In the discussion section, the authors should include a paragraph on the putative mechanism of PRNCR1 role in GC based on previously published literature and conjecture on how certain polymorphisms may contribute to a decreased risk of GC in<60 age group.
Response 6: Thank you for your suggestion. There have been a number of reports that a SNP located in gene regulatory or gene cording region affects a gene (including cancer related gene) expression. According to reference10, they suggest that germline variants can affect lncRNA expression, regulating cancer development, and progression. Unfortunately, we just suggest that rs1016343 is associated with protective risk of GC of <60 age group without lymph node metastasis in recessive model. However, we couldn’t demonstrate how the rs1016343 decrease the risk of GC of <60 aged group without lymph node metastasis without any biological evedence. We can hypothesis cautiously that rs1016343 variation may affect PRNCR1 expression and lead to protection for cancer development by up- regulating a tumor suppressor gene or down-regulating a cancerous gene.

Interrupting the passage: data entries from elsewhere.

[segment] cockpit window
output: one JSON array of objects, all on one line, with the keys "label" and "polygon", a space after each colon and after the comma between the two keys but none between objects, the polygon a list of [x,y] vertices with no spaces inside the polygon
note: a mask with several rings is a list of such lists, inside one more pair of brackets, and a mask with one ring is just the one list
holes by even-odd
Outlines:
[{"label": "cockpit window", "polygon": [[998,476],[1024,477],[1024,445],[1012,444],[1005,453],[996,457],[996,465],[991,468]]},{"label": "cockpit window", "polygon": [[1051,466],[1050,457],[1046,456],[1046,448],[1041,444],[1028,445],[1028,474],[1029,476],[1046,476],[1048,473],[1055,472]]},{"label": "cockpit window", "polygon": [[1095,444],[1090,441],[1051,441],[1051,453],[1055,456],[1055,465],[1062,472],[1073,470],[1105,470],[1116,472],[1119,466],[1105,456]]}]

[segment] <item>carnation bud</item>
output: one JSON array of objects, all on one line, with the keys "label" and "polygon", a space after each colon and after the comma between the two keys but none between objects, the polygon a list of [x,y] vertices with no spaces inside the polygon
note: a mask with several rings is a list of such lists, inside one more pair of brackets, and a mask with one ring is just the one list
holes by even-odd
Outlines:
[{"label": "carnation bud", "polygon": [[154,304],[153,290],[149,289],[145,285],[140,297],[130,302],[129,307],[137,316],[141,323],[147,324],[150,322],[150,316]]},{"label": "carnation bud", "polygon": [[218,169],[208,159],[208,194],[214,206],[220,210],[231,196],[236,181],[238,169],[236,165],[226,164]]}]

The formatting of References is not appropriate and must be fixed.
Response 7: According to reviewer’s comments, we formatted references.
Thank you for giving us opportunity to make some changes and improve our manuscript.
Round 2
Reviewer 2 Report
Please see attached file.
Reviewer 3 Report
The authors have addressed all the concerns appropriately and the manuscript is now acceptable for publication.